Further reading (click to link to article)

Homilius, M., Zhu, W., Eddy, S.S., Thompson, P.C., Zheng, H., Warren, C.N., Evans, C.G., Kim, D.D., Xuan, L.L., Nsubuga, C., Strecker, Z., Pettit, C.J., Cho, J., Howie, M.N., Thaler, A.S., Wilson, E., Wollison, B., Smith, C., Nascimben, J.B., Nascimben, D.N., Lunati, G.M., Folks, H.C., Cupelo, M., Sridaran, S., Rheinstein, C., McClennen, T., Goto, S., Truslow, J.G., Vandenwijngaert, S., MacRae, C.A., Deo, R.C., 2024. Perturbational phenotyping of human blood cells reveals genetically determined latent traits associated with subsets of common diseases. Nature genetics 56, 37–50. https://doi.org/10.1038/s41588-023-01600-x

Pharmacogenetics: personalizing drug treatment based on your genetic information

Pharmacogenetics (PGx) is the collective name for genetic variants influencing drug responses. For example, a genetic variant in the enzymes metabolizing your drugs can cause you to breakdown a drug too quickly – giving side effects, or not fast enough, thus not reaching the functional dose. It’s estimated that 11% of all hospitalizations are caused by drug-induced side-effects, and PGx could explain a large part of that. At the same time, the genetic measurements used in PGx are complex, and therefore not used at a large scale. In this project, we investigate if a standardized genetic measurement method can be applied to detect PGx variants at a high throughput.

Further reading (click to link to article)

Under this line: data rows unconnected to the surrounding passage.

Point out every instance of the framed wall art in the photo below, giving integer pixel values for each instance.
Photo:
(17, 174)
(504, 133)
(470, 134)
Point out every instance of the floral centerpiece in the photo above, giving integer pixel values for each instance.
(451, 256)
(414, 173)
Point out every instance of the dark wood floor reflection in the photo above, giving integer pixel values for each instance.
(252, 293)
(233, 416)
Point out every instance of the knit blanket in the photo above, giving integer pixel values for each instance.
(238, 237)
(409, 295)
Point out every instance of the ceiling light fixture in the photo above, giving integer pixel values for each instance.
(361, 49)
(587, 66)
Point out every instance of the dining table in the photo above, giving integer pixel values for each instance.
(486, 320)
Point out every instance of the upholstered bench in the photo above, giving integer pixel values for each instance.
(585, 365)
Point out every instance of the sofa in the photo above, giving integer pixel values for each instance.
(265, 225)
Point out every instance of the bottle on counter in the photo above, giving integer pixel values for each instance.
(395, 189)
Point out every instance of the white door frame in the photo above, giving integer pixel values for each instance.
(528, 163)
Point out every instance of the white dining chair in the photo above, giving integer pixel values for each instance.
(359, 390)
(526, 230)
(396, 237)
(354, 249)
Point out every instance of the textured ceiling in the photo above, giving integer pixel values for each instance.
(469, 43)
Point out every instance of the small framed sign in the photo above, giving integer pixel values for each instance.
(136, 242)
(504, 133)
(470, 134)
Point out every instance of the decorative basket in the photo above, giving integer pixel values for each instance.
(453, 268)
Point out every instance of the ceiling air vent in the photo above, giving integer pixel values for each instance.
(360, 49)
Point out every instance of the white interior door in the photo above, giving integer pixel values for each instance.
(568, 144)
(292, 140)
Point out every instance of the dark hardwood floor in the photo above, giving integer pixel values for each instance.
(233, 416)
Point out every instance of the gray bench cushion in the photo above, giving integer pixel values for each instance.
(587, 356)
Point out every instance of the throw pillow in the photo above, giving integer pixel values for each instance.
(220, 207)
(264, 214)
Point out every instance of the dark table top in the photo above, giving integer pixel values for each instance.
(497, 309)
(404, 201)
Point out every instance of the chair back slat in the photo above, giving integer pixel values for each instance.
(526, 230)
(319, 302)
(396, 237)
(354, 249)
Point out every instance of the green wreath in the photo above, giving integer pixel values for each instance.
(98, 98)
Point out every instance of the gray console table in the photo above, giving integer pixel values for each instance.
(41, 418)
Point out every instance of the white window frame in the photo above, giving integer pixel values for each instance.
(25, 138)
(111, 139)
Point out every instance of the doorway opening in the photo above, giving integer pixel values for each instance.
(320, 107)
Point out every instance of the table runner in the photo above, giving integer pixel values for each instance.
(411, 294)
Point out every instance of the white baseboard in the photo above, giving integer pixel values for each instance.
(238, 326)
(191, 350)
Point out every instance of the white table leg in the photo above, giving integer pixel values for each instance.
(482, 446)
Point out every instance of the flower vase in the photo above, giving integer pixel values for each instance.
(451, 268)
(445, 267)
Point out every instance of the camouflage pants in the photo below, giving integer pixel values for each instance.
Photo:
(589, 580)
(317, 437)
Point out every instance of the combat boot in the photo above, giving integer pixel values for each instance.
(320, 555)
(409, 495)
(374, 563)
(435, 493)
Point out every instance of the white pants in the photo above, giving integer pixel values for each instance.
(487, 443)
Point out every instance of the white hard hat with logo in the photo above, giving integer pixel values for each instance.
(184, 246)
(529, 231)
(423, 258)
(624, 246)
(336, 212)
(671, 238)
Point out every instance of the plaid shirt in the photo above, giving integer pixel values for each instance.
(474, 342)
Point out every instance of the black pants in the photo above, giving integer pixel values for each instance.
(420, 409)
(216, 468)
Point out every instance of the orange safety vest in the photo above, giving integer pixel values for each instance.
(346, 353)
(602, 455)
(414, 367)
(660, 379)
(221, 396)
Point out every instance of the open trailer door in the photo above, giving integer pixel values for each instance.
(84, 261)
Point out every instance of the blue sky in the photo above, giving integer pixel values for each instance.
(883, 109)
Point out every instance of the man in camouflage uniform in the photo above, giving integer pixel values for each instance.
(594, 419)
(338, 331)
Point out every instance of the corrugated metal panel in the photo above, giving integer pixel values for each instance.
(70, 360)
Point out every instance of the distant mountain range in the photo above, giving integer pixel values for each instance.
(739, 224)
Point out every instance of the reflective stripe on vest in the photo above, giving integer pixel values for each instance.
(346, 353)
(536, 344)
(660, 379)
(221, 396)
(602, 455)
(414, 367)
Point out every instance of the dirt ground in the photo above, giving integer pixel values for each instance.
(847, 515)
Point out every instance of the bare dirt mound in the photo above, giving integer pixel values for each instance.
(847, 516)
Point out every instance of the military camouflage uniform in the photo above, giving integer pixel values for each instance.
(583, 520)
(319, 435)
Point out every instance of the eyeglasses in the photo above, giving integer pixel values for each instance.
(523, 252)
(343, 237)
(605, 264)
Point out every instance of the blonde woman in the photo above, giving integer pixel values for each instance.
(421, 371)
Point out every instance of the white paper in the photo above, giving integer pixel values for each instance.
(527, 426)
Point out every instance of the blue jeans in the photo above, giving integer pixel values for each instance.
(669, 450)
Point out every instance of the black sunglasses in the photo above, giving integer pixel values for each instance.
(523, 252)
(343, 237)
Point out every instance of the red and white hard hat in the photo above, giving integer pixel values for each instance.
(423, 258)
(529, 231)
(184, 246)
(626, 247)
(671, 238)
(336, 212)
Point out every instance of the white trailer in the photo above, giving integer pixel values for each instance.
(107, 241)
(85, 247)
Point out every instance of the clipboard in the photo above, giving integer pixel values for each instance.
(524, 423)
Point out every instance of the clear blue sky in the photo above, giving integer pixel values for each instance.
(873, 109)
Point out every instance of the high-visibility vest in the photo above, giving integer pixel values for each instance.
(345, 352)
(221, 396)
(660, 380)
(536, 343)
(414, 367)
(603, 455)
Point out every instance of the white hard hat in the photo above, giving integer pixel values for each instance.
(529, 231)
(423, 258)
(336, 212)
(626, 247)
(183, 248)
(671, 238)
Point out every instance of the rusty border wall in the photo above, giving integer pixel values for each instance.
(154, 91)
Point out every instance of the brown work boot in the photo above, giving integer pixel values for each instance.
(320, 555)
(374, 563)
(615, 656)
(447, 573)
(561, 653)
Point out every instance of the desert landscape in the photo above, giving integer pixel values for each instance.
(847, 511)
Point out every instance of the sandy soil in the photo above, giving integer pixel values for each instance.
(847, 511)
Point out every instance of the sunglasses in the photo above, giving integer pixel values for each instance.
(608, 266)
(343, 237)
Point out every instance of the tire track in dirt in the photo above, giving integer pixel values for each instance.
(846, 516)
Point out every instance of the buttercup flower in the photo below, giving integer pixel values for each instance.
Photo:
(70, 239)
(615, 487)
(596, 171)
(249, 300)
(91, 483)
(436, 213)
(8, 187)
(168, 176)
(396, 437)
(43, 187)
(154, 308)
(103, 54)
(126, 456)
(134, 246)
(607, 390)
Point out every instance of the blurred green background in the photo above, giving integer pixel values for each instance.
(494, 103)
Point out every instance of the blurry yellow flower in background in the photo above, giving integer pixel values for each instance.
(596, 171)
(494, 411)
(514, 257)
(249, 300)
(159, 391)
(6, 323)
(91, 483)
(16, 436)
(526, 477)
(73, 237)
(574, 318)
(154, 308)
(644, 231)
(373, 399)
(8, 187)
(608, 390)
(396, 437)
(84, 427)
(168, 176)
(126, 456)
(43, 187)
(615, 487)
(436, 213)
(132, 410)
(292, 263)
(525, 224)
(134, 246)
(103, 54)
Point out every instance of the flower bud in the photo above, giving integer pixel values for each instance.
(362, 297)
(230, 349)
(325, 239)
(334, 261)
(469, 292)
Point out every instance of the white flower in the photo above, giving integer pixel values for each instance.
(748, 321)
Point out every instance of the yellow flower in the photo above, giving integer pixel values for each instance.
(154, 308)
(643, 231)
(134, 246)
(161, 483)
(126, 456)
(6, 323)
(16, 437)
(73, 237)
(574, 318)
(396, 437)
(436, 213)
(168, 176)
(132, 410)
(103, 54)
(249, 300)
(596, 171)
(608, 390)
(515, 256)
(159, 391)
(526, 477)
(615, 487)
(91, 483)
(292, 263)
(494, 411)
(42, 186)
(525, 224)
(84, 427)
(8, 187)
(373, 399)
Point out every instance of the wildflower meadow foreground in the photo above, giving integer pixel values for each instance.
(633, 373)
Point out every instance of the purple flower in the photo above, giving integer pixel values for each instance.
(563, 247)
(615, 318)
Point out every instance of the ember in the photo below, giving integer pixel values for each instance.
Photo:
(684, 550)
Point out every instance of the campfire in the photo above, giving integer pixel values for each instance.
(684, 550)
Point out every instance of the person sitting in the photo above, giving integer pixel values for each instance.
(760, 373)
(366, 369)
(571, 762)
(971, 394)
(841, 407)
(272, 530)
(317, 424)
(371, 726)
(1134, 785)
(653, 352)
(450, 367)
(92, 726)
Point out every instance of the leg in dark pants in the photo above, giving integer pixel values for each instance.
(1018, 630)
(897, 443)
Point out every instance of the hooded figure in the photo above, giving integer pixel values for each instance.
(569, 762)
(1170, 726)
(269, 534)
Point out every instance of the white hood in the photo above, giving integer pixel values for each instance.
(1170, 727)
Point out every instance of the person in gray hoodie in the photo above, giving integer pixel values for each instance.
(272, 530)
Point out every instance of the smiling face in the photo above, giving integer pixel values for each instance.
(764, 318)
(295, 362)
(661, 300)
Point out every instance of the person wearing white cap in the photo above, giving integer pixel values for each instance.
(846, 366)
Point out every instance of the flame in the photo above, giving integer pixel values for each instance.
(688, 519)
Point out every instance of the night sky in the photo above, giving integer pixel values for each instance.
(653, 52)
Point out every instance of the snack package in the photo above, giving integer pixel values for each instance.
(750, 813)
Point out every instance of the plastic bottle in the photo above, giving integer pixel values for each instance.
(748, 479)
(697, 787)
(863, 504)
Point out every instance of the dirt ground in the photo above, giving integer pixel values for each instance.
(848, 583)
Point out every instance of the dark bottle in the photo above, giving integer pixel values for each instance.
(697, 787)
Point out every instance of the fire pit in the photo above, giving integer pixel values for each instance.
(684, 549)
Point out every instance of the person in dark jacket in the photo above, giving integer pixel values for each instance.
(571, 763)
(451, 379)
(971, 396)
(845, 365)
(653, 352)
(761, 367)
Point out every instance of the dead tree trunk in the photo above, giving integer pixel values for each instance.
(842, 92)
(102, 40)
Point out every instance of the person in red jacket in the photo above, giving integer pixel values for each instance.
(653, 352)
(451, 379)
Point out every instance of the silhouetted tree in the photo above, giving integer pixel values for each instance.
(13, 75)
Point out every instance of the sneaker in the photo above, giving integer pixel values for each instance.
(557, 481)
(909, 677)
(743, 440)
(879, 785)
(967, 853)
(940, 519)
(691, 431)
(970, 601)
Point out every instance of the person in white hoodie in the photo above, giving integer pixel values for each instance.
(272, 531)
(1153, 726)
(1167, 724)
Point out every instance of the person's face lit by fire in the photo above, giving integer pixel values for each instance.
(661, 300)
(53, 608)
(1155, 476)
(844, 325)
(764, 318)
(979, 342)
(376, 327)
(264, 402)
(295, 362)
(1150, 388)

A comparison of genotyping arrays Joost A. M. Verlouw, Eva Clemens, Jard H. de Vries, Oliver Zolk, Annemieke J. M. H. Verkerk, Antoinette am Zehnhoff-Dinnesen, Carolina Medina-Gomez, Claudia Lanvers-Kaminsky, Fernando Rivadeneira, Thorsten Langer, Joyce B. J. van Meurs, Marry M. van den Heuvel-Eibrink, André G. Uitterlinden & Linda Broer European Journal of Human Genetics volume 29, pages 1611–1624 (2021).